Dr. Martha Funabashi accepted into prestigious US Bone and Joint Institution Young Investigator Initiative Program -USBJI YII

CMCC is pleased to announce that Dr. Martha Funabashi was accepted to participate in the United States Bone and Joint Institute Young Investigator Initiative Workshop (abbreviated USBJI YII).

As part of this program, Martha will receive one-on-one mentorship regarding grant writing and career development planning from established faculty with great track records at acquiring high-level funding. This will also provide an opportunity to interact with colleagues at a similar career stage and expand her network of potential collaborators.

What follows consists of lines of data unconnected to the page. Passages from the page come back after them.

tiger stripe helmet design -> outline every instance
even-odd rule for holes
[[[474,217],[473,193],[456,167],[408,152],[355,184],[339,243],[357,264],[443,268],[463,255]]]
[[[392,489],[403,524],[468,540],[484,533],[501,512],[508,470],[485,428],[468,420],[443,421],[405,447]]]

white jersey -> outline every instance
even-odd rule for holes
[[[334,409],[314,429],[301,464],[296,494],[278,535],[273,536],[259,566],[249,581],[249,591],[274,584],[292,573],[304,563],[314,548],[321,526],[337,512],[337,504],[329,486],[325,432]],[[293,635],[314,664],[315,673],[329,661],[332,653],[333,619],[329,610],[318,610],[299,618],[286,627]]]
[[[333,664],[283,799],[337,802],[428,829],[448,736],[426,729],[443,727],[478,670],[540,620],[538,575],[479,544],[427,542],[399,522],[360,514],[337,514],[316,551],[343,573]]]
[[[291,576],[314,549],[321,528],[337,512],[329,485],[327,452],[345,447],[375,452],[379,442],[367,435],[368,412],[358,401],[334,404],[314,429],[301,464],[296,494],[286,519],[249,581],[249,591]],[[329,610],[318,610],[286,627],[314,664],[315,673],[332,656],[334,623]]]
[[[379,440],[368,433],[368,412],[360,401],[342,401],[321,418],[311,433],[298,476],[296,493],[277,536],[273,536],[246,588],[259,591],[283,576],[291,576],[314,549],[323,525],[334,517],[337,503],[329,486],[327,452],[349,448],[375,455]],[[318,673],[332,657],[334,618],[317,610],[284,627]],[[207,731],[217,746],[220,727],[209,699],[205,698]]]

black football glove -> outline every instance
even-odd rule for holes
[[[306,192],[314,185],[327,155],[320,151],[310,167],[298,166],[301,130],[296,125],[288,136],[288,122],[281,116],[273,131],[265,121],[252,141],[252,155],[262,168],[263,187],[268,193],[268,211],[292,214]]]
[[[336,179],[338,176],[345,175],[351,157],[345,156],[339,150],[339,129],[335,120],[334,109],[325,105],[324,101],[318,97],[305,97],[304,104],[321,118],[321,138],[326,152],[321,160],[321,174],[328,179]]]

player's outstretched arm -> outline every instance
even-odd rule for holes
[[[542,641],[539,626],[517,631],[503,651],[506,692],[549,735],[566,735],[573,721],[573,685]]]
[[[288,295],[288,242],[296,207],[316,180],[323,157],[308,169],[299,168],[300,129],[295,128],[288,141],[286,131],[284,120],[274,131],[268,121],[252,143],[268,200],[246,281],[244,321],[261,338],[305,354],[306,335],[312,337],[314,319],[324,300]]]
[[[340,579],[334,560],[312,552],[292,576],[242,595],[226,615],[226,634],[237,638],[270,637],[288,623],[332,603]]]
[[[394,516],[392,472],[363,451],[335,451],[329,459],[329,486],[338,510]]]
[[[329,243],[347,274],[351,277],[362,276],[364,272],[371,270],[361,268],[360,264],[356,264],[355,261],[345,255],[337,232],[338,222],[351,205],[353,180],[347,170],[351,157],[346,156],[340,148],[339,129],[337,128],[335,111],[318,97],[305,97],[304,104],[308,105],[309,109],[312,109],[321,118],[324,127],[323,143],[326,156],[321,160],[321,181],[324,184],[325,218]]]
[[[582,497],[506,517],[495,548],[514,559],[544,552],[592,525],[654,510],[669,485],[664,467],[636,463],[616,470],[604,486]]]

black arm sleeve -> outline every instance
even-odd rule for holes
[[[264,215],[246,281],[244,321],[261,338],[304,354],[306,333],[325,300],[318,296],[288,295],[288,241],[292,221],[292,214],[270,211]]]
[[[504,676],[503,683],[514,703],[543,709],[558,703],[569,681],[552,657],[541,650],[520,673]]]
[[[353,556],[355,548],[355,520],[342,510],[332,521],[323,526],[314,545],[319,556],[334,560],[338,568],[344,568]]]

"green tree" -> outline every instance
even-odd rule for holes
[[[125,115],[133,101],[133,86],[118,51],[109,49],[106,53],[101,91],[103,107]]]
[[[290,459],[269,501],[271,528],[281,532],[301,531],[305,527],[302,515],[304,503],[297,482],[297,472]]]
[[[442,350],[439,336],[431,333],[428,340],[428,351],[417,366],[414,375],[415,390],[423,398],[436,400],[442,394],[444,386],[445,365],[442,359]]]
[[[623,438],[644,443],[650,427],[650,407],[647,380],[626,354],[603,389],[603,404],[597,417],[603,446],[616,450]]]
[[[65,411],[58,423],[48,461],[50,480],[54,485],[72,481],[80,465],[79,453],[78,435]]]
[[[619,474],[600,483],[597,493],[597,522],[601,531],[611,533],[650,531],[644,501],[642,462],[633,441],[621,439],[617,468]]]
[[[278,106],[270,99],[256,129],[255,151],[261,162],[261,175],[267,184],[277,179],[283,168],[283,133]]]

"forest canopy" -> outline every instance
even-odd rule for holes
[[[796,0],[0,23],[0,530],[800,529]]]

“This is a great opportunity to support Dr. Funabashi’s promising work in Spinal Manipulation Therapy. With her acceptance into this prestigious program, she will have the opportunity to bring her recognized high quality research to the next level through collaborating with colleagues and career researchers. Funabashi’s success reflects the strength of her work and her recognized potential,” says Dr. Christine Bradaric-Baus, VP Academic.

“I am very honoured to be accepted in this program and excited about its potential to advance our ongoing investigations on spinal manipulation's safety. I look forward to continue to work and learn from a strong team of mentors that includes Drs. Sam Howarth (CMCC), Mark Erwin (CMCC), Martin Descarreaux (UQTR) and Greg Kawchuk (University of Alberta),” says Funabashi.

Funabashi was originally trained as a physiotherapist, and subsequently earned a master’s degree in neuroscience and a PhD in Rehabilitation Sciences. Her research will focus on the investigation of SMT forces on spines with disc degeneration and its differences in comparison to healthy spines. The team will also start the investigation of Spinal Manipulation Therapy’s safety (in terms of severe adverse events, such as vertebral fracture) for patients with this condition.